私は返す言葉がなかった。彼の言う通り、私は今の職場で適当に仕事をして、それなりに年収の良い人と結婚をして、それなりに暮らせばいいなんて考えていた。その為に自分の身なりを綺麗にして、好きでもない料理教室に通って、好きでもない服や髪型をしていた。

まるで、若狭さんは、そんな私を見抜くような事を言ったのだ。
私は彼の不躾な言葉に、なんだか急に吹っ切れて自分が好きなこと、好きなもの、好きな服をきて、幼馴染が大好きだったロングヘアをバッサリと切った。今まで、なあなあに生きていたのが馬鹿みたいに、周りの目を気にせず生きることができるようになった。そんな私が若狭さんを好きになるのは必然だった。

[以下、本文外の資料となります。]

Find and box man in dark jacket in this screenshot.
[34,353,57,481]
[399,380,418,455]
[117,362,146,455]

数年の時を経て、幸せなことに、若狭さんと私はお付き合いから婚約をする事が決まった。今夜は二人の結婚指輪をお店まで取りに行くことになっていた。仕事が終わり、若狭さんと待ち合わせのコーヒーショップまで早足に歩く。
もう少しで待ち合わせ場所だ。はやる足を伸ばしていた時、腕を不意に掴まれた。驚いて振り返ると、私は目を見開いた。昔よく見た顔がそこにあったから。
「ナマエ、だよな?」
「一虎」
そうか。彼はもう少年院から出所していたんだ。最後に見た時よりも、彼の顔はずっと優しい表情になっていた。この数年でいい出会いが彼を変えたのかもしれない。

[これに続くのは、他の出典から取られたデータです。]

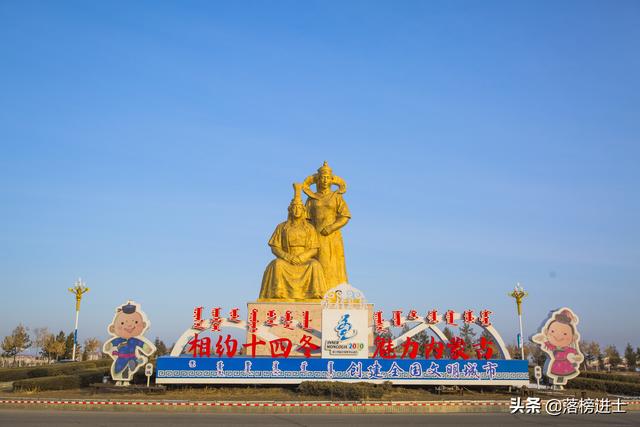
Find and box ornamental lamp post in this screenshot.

「なんかお前、雰囲気が変わったな。最近、どうしてるんだ?良かったら、俺お前に話したいことがあるから連絡先教えてくれよ。」
まるで何事も無かったかのように、当然と話す一虎に背筋がゾッとした。私はずっとあの日に囚われて苦しんでいたというのに。

「冗談でしょ?私は話すことなんて無いよ。」
「あ、ごめん。俺、お前に謝りたくて。謝って許してもらえるなんて思ってないけど、ただ、本当に聞いて欲しいだけで。」
「何で私が一虎の謝罪の言葉を受け止めなきゃいけないの?貴方の自己嫌悪に私が巻き込まれて、私はどういう気持ちでいればいいの?本当に申し訳ないと思うなら、私を放っておいてよ。私はもう一虎が居なくても生きていけるの。」
「ナマエ」
「離して。前に言ってたじゃない。私みたいなブス、知り合いでも何でもないんでしょ?」
私の言葉に一虎が目を見開いてショックを受けたような顔をする。嗚呼、まるでわたしが悪者みたいだ。私は鼻で笑って、彼の手を思い切り振り払う。私は振り返ることなく、彼に背を向けて歩きはじめた。

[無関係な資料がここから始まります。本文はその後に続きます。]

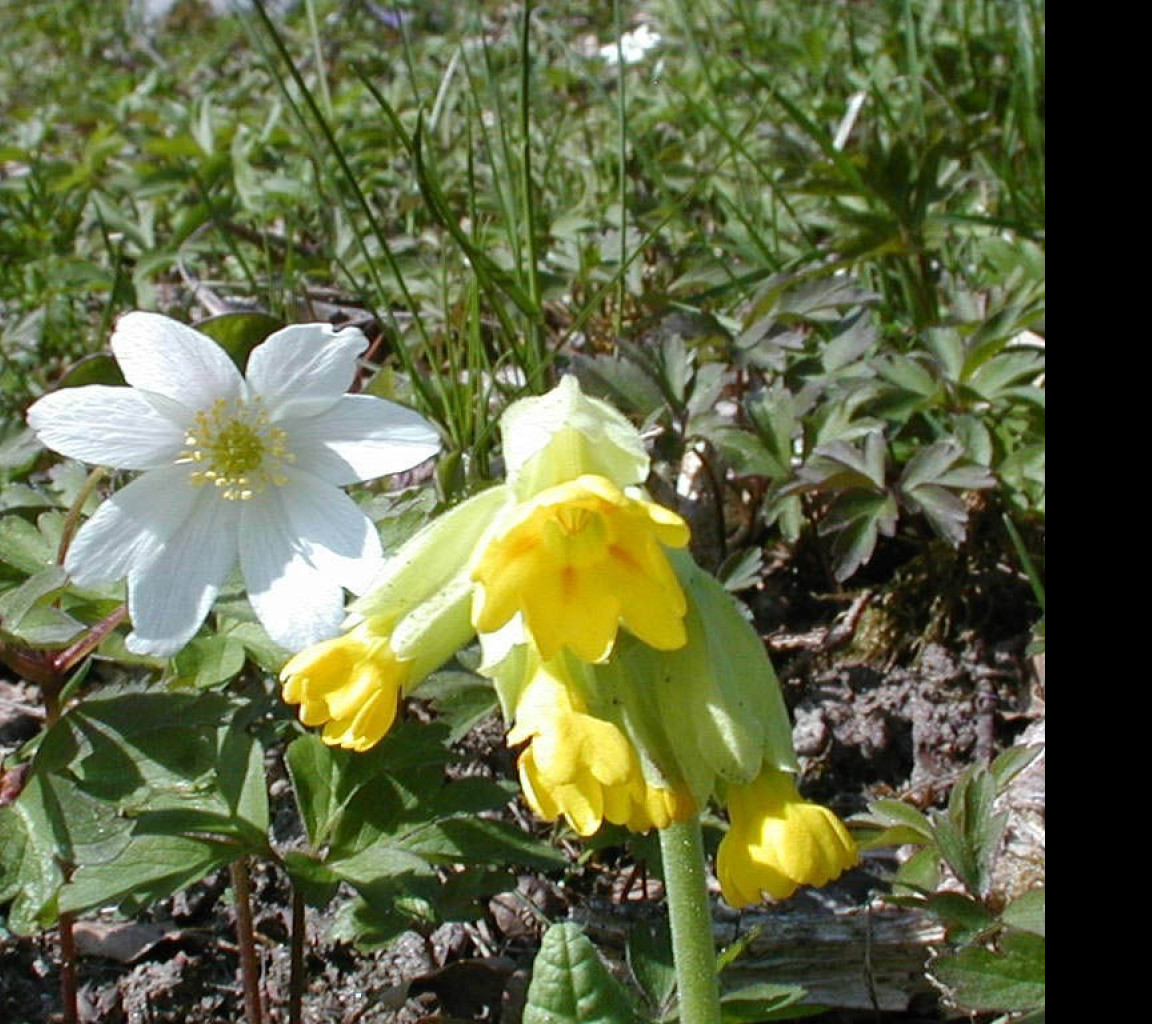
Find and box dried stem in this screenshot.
[288,888,304,1024]
[56,913,79,1024]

人の垣根から若狭さんが私の元にやってくるのが見えた。私は平静を装おって彼の正面に立つ。
「さっき喋ってたやつ、ナマエの知り合いか?まだこっち見てる。」
若狭さんは私の後ろの景色を忌々しげに睨んでいた。私は彼の腕を掴んで先を急かすように歩き出す。
「うんん、全く知らない人だよ。人違いみたい。」
「そうか。ならいいけど。」

若狭さんの手がするりと私の腕を伝って私の手を握った。指が綺麗に絡まって、指から伝わる温度が胸の嫌な高鳴りを鎮めてくれた。